Alabama Appellate Watch

Court of Civil Appeals Rejects Constitutional Challenge to Add-Back Tax Statute

The Court  of Civil Appeals' opinion in Surtees v. VFJ Ventures, Inc., No. 2060478 (Ala. Civ. App. Feb. 8, 2008), contains an interesting, lengthy discussion of Alabama's add-back statute.  After it rejected the reasons that appellee VFJ offered to support the trial court’s finding that the corporate income tax assessment that the Alabama Department of Revenue made against VFJ pursuant to Alabama’s add-back statute was in error, the Court of Civil Appeals reviewed, and ultimately refused, VFJ’s constitutional challenge to the statute.  In doing so, the Court of Civil Appeals applied the following standard of review: “we ‘approach the question [of the constitutionality of a statute] with every presumption and intendment in favor of its validity, and seek to sustain rather than strike down the enactment of a coordinate branch of government.’. . . Moreover, where the validity of a statute is assailed and there are two possible interpretations, by one of which the statute would be unconstitutional and by the other would be valid, the courts should adopt the construction [that] would uphold it.’ . . . We must afford the Legislature the highest degree of deference, and construe its acts as constitutional if their language so permits.” Id. at 61-62 (internal citations omitted). The trial court did not decide the constitutional issue because it found that the tax assessment was erroneous under one of the express exceptions to the add-back statute. The Court of Civil Appeals reached the constitutional challenge reluctantly, noting that, “’[a] court has a duty to avoid constitutional questions unless essential to the proper disposition of the case. . . . [B]road considerations of the appropriate exercise of judicial power prevent[] such determinations unless actually compelled by the litigation before the court.’”
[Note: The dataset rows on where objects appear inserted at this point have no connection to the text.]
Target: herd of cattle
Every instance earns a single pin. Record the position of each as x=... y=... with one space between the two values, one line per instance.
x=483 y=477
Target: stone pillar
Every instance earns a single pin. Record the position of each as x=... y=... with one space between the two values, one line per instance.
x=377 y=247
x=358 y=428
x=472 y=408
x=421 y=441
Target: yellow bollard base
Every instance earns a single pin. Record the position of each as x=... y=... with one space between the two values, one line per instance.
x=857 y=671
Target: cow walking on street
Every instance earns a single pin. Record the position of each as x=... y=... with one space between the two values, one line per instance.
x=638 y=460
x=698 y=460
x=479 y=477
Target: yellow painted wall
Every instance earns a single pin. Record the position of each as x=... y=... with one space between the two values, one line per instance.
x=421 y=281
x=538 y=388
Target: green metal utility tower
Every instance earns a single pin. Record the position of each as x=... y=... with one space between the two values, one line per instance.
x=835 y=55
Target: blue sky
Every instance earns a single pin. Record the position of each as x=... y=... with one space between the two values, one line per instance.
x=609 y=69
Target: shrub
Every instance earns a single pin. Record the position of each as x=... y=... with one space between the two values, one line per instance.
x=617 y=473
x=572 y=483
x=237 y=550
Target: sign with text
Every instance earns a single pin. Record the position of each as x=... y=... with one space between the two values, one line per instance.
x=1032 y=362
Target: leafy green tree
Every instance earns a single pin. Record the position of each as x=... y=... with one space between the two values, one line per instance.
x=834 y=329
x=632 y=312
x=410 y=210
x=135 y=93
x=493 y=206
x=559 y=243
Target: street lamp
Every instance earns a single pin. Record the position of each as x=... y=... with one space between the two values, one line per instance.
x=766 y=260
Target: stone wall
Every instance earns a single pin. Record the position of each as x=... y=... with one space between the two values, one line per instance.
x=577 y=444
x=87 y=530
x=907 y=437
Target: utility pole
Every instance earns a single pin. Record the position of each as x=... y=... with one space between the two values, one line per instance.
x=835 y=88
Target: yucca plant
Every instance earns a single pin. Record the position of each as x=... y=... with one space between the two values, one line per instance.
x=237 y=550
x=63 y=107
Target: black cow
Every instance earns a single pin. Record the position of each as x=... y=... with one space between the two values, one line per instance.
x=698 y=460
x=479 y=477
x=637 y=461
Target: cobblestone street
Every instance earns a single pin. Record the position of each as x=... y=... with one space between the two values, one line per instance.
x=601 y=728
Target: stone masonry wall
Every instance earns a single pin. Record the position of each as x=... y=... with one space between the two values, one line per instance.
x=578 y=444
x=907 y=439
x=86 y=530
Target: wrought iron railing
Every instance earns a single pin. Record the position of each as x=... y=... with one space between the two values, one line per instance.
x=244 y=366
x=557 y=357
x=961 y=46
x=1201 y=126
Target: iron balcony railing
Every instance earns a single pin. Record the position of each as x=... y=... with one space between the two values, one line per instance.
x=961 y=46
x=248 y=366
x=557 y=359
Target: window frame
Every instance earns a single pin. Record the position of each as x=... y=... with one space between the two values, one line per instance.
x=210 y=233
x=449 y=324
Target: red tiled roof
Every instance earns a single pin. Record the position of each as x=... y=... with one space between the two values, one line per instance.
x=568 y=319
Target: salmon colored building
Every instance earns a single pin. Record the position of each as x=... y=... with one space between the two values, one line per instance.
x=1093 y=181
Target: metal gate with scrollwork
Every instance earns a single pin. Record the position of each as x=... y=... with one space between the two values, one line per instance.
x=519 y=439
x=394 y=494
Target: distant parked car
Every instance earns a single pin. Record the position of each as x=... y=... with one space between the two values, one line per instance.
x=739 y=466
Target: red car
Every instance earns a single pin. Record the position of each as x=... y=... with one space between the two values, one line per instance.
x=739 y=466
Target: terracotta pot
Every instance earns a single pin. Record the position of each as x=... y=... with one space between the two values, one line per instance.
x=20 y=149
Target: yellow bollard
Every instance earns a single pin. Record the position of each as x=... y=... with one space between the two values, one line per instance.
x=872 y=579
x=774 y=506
The Court of Civil Appeals concluded that the add-back statute does not violate the commerce clause because, “Alabama’s add-back statute does not expressly impose a tax . . ., nor has the Department sought to impose a tax directly on those IMCOs. . . . We conclude that the add-back statute does not implicitly (or ‘effectively’) impose a tax on the IMCOs. Rather, the add-back statute disallows a deduction sought by the taxpayer, VFJ, which does have activities in Alabama sufficient to justify its paying corporate income tax in this state. . . . [D]eductions are a matter of legislative grace.”  The court also found that there is a rational relationship “between the income the Department seeks to add back pursuant to §40-18-35(b) and the income that is to be included in the determination of VFJ’s taxable income.  Accordingly, we hold that VFJ has not demonstrated that the add-back statute results in taxation of income that is not fairly attributable to Alabama.”